Type 2 diabetes mellitus remains a critical metabolic disorder requiring novel therapeutic approaches. In this work, a library of 1-deazapurine derivatives was evaluated as α-glucosidase inhibitors through molecular docking with MOE software. The three top-ranked ligands—Methyl 6-(2-hydroxybenzoyl)-3-(2-phenylethyl)imidazo[4,5-b] pyridine-5-carboxylate (–6.1247 kcal/mol), 5-(furan-2-yl)-3-(4-methoxybenzyl)-2-phenyl-7- (trifluoromethyl)imidazo[4,5-b]pyridine (–5.7030 kcal/mol), and 3-[2-phenylethyl]-5-thio phen-2-yl-7-(trifluoromethyl)imidazo[4,5-b]pyridine (–5.5403 kcal/mol)—were further validated by molecular dynamics simulations. ADMET and drug-likeness predictions confirmed favourable pharmacokinetic behaviour, gastrointestinal absorption, and oral bioavailability. These findings highlight 1-deazapurines as promising scaffolds for developing new α-glucosidase inhibitors targeting type 2 diabetes.

1. Introduction

Type 2 diabetes mellitus (T2DM) is the predominant form of diabetes, characterised by chronic hyperglycaemia that predisposes patients to cardiovascular disease, renal dysfunction, neuropathy, and retinopathy. Global projections indicate that more than 700 million people may be affected by 2045 [1]. Vascular complications contribute significantly to mortality, making T2DM a major public health concern [2].
Among therapeutic strategies, alpha-glucosidase inhibitors (AGIs) are widely used to slow carbohydrate hydrolysis in the gastrointestinal tract, thereby moderating glucose absorption and postprandial glycaemia [3]. Compounds such as acarbose and miglitol are effective and generally safe, with additional cardiovascular benefits reported for acarbose [4]. However, their gastrointestinal side effects often limit patient adherence [5]. Other oral antidiabetic agents, although effective, are associated with hepatic toxicity, hypoglycaemia, or gastrointestinal discomfort after prolonged use [6]. These drawbacks emphasise the demand for alternative molecules with improved tolerability and efficacy.
The 1-deazapurine scaffold (imidazo[4,5-b]pyridine) has gained attention as a pharmacophore with diverse biological properties, including anticancer and anti-inflammatory activity [7]. Its structural analogy with purines explains its broad activity spectrum and highlights its potential as a basis for drug development [8].
In this context, fifteen derivatives of 1-deazapurines were evaluated as potential α-glucosidase inhibitors. Computational techniques—molecular docking, molecular dynamics, and ADMET analyses—were employed to identify ligands with strong binding affinity, assess stability within the enzyme active site, and predict pharmacokinetic suitability compared with existing therapeutic options.

2. Materials and Methods

2.1. Ligand Preparation

Fifteen derivatives of 1-deazapurines (L1–L15) were designed and sketched using MOE 2014 software [9]. Their chemical diversity arises from variations such as methyl, tert-butyl, phenyl, methoxybenzyl, hydroxyphenyl, and thiophenyl substituents placed on the imidazo[4,5-b]pyridine core (Figure 1). Energy minimisation of all ligands was performed using MOPAC with the AM1 method.

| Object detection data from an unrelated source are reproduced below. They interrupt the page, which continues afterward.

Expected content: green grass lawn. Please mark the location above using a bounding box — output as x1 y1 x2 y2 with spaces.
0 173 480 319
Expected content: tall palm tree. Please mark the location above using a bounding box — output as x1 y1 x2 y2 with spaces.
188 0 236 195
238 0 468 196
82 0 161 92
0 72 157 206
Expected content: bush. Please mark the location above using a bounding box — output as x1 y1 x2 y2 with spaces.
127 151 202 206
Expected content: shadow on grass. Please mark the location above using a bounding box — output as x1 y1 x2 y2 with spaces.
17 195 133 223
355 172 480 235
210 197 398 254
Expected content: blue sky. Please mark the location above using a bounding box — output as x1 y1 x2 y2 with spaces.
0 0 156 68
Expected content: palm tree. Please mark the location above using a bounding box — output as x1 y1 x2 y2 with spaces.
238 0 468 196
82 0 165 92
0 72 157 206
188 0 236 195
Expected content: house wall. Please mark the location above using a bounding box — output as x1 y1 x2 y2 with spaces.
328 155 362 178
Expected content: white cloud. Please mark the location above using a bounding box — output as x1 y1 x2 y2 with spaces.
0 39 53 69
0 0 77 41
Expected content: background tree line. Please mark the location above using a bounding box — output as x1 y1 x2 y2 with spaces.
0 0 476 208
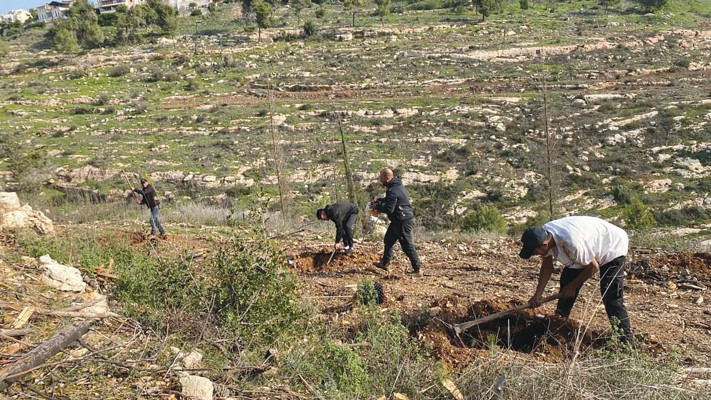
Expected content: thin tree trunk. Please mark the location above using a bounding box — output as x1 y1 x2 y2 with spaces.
267 79 286 214
338 118 356 203
541 54 555 220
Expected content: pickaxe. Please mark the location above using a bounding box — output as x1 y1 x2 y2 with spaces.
442 292 561 336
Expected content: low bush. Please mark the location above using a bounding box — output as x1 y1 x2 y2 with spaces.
623 197 656 231
653 206 711 226
106 64 131 78
460 204 506 233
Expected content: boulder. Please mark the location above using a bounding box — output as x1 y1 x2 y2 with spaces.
180 375 214 400
39 255 86 293
0 192 22 214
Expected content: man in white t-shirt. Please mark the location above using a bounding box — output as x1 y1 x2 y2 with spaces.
519 216 634 345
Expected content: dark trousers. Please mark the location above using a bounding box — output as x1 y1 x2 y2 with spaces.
556 256 632 339
381 218 420 271
343 213 358 249
151 206 165 235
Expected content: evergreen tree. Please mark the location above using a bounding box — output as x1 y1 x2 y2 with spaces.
0 39 10 60
343 0 365 26
474 0 503 21
253 0 272 42
375 0 390 22
637 0 669 12
289 0 313 25
145 0 178 36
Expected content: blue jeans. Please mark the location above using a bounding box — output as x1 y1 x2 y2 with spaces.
151 206 165 235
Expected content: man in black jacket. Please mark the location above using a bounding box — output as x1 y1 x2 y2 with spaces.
371 168 422 276
131 179 165 238
316 201 358 253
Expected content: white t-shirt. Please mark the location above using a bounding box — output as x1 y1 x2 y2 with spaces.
543 216 629 269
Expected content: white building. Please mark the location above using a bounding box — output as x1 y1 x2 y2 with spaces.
163 0 211 14
98 0 146 14
36 0 74 22
0 10 32 24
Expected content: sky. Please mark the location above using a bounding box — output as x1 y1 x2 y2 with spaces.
0 0 95 13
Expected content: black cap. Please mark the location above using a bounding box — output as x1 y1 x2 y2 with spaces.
518 226 548 260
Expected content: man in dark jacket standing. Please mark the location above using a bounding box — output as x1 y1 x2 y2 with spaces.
316 201 358 253
131 179 165 238
371 168 422 276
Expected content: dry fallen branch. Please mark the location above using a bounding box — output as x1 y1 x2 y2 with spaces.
0 328 32 337
0 321 89 391
36 310 119 318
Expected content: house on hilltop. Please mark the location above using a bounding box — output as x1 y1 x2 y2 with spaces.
0 10 32 24
36 0 74 22
98 0 146 14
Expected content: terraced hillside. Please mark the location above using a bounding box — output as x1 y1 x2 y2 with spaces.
0 2 711 244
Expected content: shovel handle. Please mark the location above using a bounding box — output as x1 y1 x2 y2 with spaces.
454 292 561 335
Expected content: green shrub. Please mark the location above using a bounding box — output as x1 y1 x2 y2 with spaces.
460 204 506 233
209 239 305 346
281 307 434 400
612 185 636 204
654 207 711 226
106 64 131 78
624 197 656 231
355 280 378 305
304 21 318 37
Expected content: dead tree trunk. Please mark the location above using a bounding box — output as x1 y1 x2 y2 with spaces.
338 118 356 204
0 321 89 391
540 54 555 220
267 79 289 214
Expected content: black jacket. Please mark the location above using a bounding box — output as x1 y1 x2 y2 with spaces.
375 178 415 221
133 185 159 208
324 201 358 243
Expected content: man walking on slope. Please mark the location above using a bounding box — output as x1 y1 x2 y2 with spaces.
316 201 358 254
131 179 165 239
371 168 422 276
519 216 634 346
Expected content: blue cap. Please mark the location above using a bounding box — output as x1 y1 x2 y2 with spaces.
518 226 548 260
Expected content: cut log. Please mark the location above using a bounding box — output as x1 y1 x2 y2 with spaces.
61 296 106 312
679 282 706 291
0 321 89 391
454 292 560 335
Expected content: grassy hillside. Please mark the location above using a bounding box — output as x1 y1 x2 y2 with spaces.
0 1 711 244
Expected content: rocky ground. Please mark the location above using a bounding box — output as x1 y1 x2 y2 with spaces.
288 239 711 365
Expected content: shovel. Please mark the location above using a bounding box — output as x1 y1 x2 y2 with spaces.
442 292 560 336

2.2. Protein Preparation and Docking Validation

The crystal structure of alpha-glucosidase (PDB ID: 3L4Y; resolution 1.80 Å) was retrieved from the Protein Data Bank. Missing residues were refined with UCSF Modeller [10]. All water molecules and extraneous chains were removed, and the protein was protonated at pH 7.0 before energy minimisation using the MMFF94x force field.
Binding sites were identified with the MOE Site Finder module. Method validation was achieved by re-docking the native ligand (NR4), which reproduced the experimental pose with an RMSD of 1.33 Å, confirming the robustness of the docking protocol [11,12].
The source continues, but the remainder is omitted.